[Intel-xe] [PATCH V9 1/1] drm/xe: Introduce and update counter for low level driver errors

Tejas Upadhyay tejas.upadhyay at intel.com
Fri Oct 20 10:03:52 UTC 2023


we added a low level driver error counter and incrementing on
each occurrence.

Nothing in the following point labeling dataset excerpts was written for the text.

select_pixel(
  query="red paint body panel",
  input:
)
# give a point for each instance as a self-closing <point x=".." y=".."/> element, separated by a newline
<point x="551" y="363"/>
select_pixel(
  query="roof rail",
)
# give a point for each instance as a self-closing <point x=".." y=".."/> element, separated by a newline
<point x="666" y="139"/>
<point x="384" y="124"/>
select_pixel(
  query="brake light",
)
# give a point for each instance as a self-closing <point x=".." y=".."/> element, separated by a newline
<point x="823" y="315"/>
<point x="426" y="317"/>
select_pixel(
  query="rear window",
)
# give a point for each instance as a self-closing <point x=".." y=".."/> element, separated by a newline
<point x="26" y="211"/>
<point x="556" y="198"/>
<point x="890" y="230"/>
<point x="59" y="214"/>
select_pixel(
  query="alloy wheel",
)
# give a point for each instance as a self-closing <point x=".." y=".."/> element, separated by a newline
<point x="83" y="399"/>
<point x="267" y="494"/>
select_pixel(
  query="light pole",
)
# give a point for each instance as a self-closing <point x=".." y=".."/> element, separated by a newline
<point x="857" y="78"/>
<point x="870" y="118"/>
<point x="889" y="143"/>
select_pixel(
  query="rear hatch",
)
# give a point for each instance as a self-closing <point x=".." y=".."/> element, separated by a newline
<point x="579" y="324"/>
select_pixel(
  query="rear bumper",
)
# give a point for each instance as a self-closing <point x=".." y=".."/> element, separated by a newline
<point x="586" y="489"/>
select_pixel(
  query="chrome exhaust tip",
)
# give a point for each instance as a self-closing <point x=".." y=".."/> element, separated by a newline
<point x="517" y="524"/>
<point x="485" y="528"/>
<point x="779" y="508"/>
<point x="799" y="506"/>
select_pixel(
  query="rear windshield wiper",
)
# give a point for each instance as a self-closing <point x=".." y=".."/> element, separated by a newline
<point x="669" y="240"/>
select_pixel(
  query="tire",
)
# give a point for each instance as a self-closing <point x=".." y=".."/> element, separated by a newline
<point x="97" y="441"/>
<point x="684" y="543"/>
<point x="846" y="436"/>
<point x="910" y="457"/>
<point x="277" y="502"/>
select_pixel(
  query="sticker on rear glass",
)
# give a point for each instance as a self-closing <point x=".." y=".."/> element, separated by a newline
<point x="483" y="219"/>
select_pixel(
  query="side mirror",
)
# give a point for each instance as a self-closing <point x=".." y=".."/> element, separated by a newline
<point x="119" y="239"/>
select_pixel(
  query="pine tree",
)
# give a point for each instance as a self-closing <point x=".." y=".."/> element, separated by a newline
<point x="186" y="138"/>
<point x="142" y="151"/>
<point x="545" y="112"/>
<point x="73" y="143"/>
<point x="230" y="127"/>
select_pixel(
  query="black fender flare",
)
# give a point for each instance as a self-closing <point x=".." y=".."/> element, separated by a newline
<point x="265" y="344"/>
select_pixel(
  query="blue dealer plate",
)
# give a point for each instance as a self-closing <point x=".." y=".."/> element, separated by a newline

Focus is on errors that are not functionally
affecting the system and might otherwise go unnoticed and cause
power/performance regressions, so checking for the error
counters should help.

Importantly the intention is not to go adding new error checks,
but to make sure the existing important error conditions are
propagated in terms of counter under respective categories like
below :
- GT
  - GUC COMMUNICATION
  - ENGINE OTHER
  - GT OTHER

- Tile
  - GTT
  - INTERRUPT

Currently this is just a counting of errors, later these
counters will be reported through netlink interface when it is
implemented and ready.

V9:
  - Make one patch for API and counter update - Michal
  - Remove counter from places where driver load will fail - Michal
  - Remove extra \n from logging
  - Improve commit message - Aravind/Michal
V8:
  - Correct missed ret value handling
V7:
  - removed double couting of err - Michal
V6:
  - move drm_err to gt and tile specific err API - Aravind
  - Use GTT naming instead of GGTT - Aravind/Niranjana
V5:
  - Dump err_type in string format
V4:
  - dump err_type in drm_err log - Himal
V2:
  - Use modified APIs

Signed-off-by: Tejas Upadhyay <tejas.upadhyay at intel.com>
---
 drivers/gpu/drm/xe/xe_device_types.h        | 15 +++++++
 drivers/gpu/drm/xe/xe_gt.c                  | 41 +++++++++++++++++++
 drivers/gpu/drm/xe/xe_gt.h                  |  4 ++
 drivers/gpu/drm/xe/xe_gt_tlb_invalidation.c | 13 +++---
 drivers/gpu/drm/xe/xe_gt_types.h            | 17 ++++++++
 drivers/gpu/drm/xe/xe_guc.c                 |  9 ++---
 drivers/gpu/drm/xe/xe_guc_ct.c              | 44 +++++++++++----------
 drivers/gpu/drm/xe/xe_guc_pc.c              | 12 ++++--
 drivers/gpu/drm/xe/xe_guc_submit.c          |  5 ++-
 drivers/gpu/drm/xe/xe_irq.c                 |  6 ++-
 drivers/gpu/drm/xe/xe_reg_sr.c              | 22 +++++------
 drivers/gpu/drm/xe/xe_tile.c                | 41 +++++++++++++++++++
 drivers/gpu/drm/xe/xe_tile.h                |  3 ++
 13 files changed, 183 insertions(+), 49 deletions(-)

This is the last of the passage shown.